Dr Kröger is active in the area of nanomaterials with a special focus on biological and bioinspired materials as well as biomedical applications having established numerous interdisciplinary and international collaborations. Aims of his research are the understanding of the formation process, the structure and function of hard materials such as bone and concrete and the development of new effective nanoparticles for therapeutics and diagnostics in biomedicine. In this context he is collaborating with international companies such as Smith and Nephews in the UK and BASF in Germany. His key techniques are in situ electron microscopy and spectroscopical methods such as Raman microscopy.
Device manufacturing with controlled molecular precision.
To manufacture complex architectural designs with atom-scale detail requires precision control of the manufacturing process and a mechanistic understanding of material design. Professor Timo Gans leads an academic and industry consortium (including Intel Corporation Ltd, Smith & Nephew and Andor Technology Ltd) to apply plasma etching and advanced optical diagnostics to device invention. Envisaged applications include increasingly sophisticated chip architectures, low power biologically implanted sensors and the realisation of micro-batteries or flexible microelectronics.
Photonic Devices and Technology
Prof TF Krauss is one of the most highly cited Photonics researchers in the UK. He has pioneered the field of photonic crystals and nanostructures and has worked with Intel and Agilent to develop photonic circuits in silicon and with Osram to develop high-efficiency LEDs; currently, he is working with Kromek to develop bespoke silicon detectors for the nuclear industry. His group run the cleanroom and nanofabrication suite in the York Nanocentre, so a wide range of structures and devices can be fabricated in-house, aimed at applications in light emitters, photovoltaics and biosensors.

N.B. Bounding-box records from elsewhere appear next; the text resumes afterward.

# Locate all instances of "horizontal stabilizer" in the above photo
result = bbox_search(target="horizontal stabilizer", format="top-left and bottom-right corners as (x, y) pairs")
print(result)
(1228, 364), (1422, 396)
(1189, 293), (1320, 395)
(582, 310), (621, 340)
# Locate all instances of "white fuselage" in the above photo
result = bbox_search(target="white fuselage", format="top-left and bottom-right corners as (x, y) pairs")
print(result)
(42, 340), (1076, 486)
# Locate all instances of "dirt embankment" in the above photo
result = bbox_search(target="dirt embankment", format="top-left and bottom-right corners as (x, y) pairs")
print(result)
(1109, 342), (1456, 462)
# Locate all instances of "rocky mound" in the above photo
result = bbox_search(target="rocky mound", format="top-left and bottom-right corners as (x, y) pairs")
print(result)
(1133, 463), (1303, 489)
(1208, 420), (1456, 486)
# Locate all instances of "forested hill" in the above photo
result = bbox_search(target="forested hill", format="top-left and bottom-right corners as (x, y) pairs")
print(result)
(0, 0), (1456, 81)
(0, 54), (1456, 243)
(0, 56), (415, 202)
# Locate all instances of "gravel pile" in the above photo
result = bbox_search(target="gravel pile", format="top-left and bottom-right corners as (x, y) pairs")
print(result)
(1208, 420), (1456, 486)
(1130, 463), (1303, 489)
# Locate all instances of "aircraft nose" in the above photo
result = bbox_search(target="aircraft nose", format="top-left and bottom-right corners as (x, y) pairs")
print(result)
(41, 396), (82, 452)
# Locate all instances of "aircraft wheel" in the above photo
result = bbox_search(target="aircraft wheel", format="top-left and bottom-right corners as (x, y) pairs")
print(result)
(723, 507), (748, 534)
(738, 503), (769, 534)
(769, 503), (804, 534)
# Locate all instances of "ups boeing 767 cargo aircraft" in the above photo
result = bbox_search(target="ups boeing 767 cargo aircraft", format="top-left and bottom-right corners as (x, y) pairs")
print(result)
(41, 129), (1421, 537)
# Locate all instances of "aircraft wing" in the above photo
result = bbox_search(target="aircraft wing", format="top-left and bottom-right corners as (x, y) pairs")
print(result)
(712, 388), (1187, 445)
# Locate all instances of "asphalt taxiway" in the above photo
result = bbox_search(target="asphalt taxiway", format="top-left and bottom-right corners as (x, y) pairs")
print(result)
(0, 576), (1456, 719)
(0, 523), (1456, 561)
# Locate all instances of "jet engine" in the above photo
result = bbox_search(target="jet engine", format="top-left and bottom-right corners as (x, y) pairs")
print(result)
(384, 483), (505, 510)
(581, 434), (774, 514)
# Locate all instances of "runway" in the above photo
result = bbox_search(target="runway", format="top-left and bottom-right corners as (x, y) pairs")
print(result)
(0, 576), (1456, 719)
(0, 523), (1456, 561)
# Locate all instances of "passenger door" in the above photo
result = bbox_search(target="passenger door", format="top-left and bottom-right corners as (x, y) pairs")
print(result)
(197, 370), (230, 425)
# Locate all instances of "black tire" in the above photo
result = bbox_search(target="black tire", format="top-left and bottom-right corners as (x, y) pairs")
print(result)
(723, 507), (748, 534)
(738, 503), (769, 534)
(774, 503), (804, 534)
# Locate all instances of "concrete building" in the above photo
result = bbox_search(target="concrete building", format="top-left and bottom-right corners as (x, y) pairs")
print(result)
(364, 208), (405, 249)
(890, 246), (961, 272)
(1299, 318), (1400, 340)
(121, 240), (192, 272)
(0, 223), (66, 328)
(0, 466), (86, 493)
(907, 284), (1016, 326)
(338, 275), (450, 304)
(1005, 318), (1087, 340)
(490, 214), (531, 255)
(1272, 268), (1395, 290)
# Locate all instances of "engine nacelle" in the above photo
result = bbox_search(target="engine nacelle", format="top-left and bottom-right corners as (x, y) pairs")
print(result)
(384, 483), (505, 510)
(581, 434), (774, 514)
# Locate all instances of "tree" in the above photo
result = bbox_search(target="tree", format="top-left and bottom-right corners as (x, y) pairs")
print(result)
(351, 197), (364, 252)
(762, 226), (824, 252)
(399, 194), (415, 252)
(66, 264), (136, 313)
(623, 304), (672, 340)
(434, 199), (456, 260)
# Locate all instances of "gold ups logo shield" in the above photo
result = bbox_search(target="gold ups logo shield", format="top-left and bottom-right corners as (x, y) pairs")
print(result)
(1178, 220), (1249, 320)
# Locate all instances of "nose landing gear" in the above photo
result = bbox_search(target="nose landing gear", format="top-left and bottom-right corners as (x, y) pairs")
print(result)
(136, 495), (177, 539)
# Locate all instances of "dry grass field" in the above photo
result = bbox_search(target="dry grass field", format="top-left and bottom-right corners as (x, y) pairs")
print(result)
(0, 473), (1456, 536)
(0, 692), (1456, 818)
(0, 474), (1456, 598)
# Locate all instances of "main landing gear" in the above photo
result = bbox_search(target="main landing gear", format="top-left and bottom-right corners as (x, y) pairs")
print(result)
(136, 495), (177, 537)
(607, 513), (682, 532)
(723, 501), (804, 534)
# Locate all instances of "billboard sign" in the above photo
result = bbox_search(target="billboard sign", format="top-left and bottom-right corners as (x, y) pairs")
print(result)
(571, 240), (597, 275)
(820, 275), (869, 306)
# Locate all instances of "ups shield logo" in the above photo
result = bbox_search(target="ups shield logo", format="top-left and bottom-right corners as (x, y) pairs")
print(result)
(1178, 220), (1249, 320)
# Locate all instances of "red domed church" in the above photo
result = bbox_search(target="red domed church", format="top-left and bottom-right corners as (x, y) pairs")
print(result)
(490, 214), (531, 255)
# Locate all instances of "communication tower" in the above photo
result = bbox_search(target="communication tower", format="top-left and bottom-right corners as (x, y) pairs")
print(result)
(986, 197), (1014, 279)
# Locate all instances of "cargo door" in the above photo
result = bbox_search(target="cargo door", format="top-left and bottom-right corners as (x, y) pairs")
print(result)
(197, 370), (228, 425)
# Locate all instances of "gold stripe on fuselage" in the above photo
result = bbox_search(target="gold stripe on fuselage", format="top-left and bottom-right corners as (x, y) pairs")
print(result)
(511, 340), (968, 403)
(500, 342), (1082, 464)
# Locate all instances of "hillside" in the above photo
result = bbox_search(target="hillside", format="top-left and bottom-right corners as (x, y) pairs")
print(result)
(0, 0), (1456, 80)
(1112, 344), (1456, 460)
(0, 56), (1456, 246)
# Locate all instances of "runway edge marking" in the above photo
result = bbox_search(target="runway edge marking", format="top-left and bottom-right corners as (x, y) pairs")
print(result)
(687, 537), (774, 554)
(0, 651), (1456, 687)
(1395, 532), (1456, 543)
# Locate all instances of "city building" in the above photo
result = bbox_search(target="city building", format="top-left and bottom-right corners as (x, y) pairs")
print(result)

Radiation Detection Technology
Professor David Jenkins and Dr Pankaj Joshi have used modern light sensors (eg silicon multiplier) to design next generation scintillator products. Their research has now been utilised to replace conventional photo multiplier technology and is incorporated into Kromek Ltd’s Sigma product. The underpinning research is also being applied to the oil and gas sectors to improve the geophysical measurement of bore holes by utilising novel solid state light sensors. The York team are also developing new detection techniques for dosimetry and calibration work that is critical to medical imaging centres in hospitals.
White Rose Industrial Physics Academy
WRIPA is a 10 year programme led by Professor Thomas Krauss that is co-funded by the HEFCE and the universities of York and Sheffield. WRIPA’s aim is to bring together industry and physics students through internships, a year in industry, final year projects, problem-based learning, and careers events. Our remit is to support industry’s efforts to innovate and grow whilst providing physics undergraduates with industrial or work-based training opportunities. Projects include: developing the next-generation microscopes with Nikon, advanced building materials with Tata Steel, universe simulation gaming with Crocotta and analysis of the physical principles of dust pick-up and air-flow with Dyson. Further details can be found at www.wripa.ac.uk.
York Plasma Institute
Dr Kate Lancaster and the YPI work with industry to support the commercialisation of emergent technologies in bio-medicine, efficient lighting, microchip fabrication and packaging. Working with Culham Centre for Fusion Energy, YPI also enables UK industry to benefit from the €10bn ITER construction programme. ITER is a large international project based in France that offers many high technology contracts for industry.